仮眠が遅くなると夜の寝つきが悪くなり、よく眠れず、翌日に眠気や疲労を持ち越してしまうことになってしまうので、仮眠のタイミングには注意が必要です。

起床から8時間後を基準に、プラスマイナス1時間程度の範囲で仮眠をとるようにしましょう。

オネット

昼間の眠気は脳からのサインだったのか……!

クモナギ

お昼ご飯を食べて血糖値が上がることも原因なんだけど、そもそも人間が生まれ持ったリズムに「脳を一旦休めるように組み込まれている」ってことだね。

仮眠時間は15分〜30分

仮眠でもっとも気をつけるべきことは「長く寝過ぎないこと」です。

いくら脳を休めると言っても、長時間の昼寝は逆効果。
起きたときにかえって頭がぼーっとしてしまいます。

その理由は、長く寝てしまうと脳が「仮眠」ではなく「睡眠」ととらえてしまうからです。

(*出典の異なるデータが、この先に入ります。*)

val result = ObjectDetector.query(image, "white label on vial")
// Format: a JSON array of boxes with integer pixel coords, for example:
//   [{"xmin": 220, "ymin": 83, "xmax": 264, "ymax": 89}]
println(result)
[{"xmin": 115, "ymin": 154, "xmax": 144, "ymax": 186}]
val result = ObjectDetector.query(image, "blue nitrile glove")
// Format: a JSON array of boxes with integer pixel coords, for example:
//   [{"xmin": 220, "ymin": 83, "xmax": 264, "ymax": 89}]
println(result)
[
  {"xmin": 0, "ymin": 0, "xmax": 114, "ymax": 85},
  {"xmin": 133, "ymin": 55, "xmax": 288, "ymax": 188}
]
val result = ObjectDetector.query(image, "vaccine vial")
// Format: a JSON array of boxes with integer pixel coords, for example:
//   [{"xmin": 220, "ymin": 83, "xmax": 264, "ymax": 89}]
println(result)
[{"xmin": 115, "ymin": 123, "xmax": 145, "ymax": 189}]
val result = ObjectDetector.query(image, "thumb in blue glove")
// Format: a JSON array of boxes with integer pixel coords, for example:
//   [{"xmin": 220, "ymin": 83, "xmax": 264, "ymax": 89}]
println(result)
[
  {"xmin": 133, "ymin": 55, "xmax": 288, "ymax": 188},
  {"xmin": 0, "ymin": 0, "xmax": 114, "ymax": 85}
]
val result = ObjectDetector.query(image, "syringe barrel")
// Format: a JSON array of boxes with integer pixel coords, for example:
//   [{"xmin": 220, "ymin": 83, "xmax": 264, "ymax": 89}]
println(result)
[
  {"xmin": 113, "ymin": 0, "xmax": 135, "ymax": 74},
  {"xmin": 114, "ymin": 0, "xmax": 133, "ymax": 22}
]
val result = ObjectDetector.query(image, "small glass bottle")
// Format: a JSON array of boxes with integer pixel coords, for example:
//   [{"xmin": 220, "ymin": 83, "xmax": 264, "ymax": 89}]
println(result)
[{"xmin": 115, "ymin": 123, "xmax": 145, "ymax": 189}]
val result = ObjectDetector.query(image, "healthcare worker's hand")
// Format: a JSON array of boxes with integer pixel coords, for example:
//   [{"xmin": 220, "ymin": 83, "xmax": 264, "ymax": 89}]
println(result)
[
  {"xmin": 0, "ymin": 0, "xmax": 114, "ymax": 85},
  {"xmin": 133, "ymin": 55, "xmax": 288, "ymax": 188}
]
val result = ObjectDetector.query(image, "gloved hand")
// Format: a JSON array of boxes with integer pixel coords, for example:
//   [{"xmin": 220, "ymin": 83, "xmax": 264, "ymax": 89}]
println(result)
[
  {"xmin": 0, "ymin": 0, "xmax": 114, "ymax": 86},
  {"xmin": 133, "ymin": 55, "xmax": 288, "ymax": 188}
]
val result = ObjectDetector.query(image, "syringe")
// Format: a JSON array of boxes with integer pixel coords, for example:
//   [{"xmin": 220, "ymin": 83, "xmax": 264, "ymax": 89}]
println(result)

眠りに入って20分を過ぎたあたりから、脳は本格的に熟睡モードに切り替わろうとします。

1時間2時間と昼寝をしてしまうと、脳は「このままぐっすり眠ろう」と思いはじめます。
しかし、熟睡しきれないまま中途半端なタイミングで起こされるので、脳が寝ぼけた状態になるのです。

そうなると、パフォーマンスが向上するどころか覚醒するまでに時間がかかり、なかなかやる気が起きなくてダラダラしてしまうことになりかねません。

仮眠の1番重要なポイントは「深い眠りに入ってしまう前に起きる」ことです。

そして、脳がその深い眠りに入ろうとする時間というのが20分前後なのです。

「たった20分程度の仮眠なら、とってもとらなくても変わらないのでは?」

そう思われるかもしれません。

ところが人間の脳というのは、たとえ短時間でも睡眠を与えてあげれば復活します。
たった5分の睡眠でも十分に脳内が整理され、再起動することができるのです。

なので、仮眠の時間は20分前後を目安にしましょう。

寝付くまでの時間を考慮して、30分の仮眠タイムを確保できれば理想的と言えるでしょう。

オネット

たっぷり眠ればその分効果があると思ったけど、寝過ぎは逆効果なんだ……

クモナギ

脳に「これは仮眠だ」と教える必要があるんだ。
15分〜30分後にアラームをセットしてから、仮眠をとるようにしよう。

横にはならずに光を遮断する

仮眠のポイント3つ目は、横にならないことです。

仮眠は「睡眠」ではありません。
なので、「寝る姿勢」になるべきではないのです。

ポイント2つ目にもあったように、仮眠において「熟睡」は絶対に避けなくてはなりません。
脳が中途半端に熟睡モードに入ってしまい、起きたあとしばらく寝ぼけてしまうからでしたね。

人間の脳は、「横になる=睡眠」ととらえます。

なので、たとえ15分できっちり起きる自信があっても、寝転ばないようにしましょう。

休日に自宅で仮眠をとろうとする際などは要注意で、間違ってもベッドなんかには入らないでください。
気づいたら窓の外では陽が落ちて、貴重な休日を無駄にすることになりかねません。

仮眠はあくまでも「仮」の睡眠。

本格的な睡眠ではないということを、脳にわからせることが重要なのです。

机に伏せたりイスにもたれかかるなど、座った状態で仮眠をとるようにしましょう。

さらに、仮眠の効果を最大限まで高めるのに必要なことが「光を遮断する」ことです。

周囲が明るいと、寝つきにくい上に睡眠の質も悪くなります。

短時間で最高の効果を得ようとする仮眠において、「寝つきの良さ」と「睡眠の質」は守らなければなりません。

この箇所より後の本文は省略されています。